Cause or Trigger? From Philosophy to Causal Modeling
This work addresses a gap in causal reasoning for natural sciences and real-world scenarios, such as predicting tropical storms or global warming triggers, but it is incremental as it builds on existing philosophical and causal modeling concepts.
The paper tackles the problem of distinguishing triggers from causes in causal modeling by proposing a mathematical model and the Cause-Trigger algorithm, which detects triggers for effects like high wind speed in cyclones with findings that agree with expert knowledge.

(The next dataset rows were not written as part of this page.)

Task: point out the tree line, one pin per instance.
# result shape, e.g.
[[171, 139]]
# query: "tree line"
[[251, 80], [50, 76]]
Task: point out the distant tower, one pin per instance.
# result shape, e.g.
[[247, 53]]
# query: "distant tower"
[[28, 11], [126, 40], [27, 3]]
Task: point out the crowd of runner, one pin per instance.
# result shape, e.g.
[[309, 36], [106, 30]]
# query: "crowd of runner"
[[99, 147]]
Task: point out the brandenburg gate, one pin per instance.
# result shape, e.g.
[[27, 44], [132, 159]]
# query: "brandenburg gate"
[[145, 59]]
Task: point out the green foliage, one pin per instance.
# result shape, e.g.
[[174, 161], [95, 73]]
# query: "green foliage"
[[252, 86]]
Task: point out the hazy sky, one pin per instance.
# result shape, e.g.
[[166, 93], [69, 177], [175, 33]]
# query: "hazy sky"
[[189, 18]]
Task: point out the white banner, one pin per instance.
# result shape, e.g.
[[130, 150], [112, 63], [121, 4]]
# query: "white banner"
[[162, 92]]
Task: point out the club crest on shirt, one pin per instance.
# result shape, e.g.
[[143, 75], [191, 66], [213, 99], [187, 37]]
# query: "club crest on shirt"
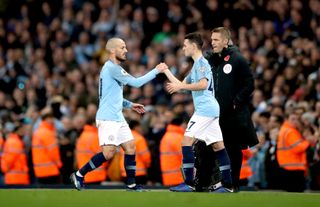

Not much has been written about the role of triggers in the literature on causal reasoning, causal modeling, or philosophy. In this paper, we focus on describing triggers and causes in the metaphysical sense and on characterizations that differentiate them from each other. We carry out a philosophical analysis of these differences. From this, we formulate a definition that clearly differentiates triggers from causes and can be used for causal reasoning in natural sciences. We propose a mathematical model and the Cause-Trigger algorithm, which, based on given data to observable processes, is able to determine whether a process is a cause or a trigger of an effect. The possibility to distinguish triggers from causes directly from data makes the algorithm a useful tool in natural sciences using observational data, but also for real-world scenarios. For example, knowing the processes that trigger causes of a tropical storm could give politicians time to develop actions such as evacuation the population. Similarly, knowing the triggers of processes that cause global warming could help politicians focus on effective actions. We demonstrate our algorithm on the climatological data of two recent cyclones, Freddy and Zazu. The Cause-Trigger algorithm detects processes that trigger high wind speed in both storms during their cyclogenesis. The findings obtained agree with expert knowledge.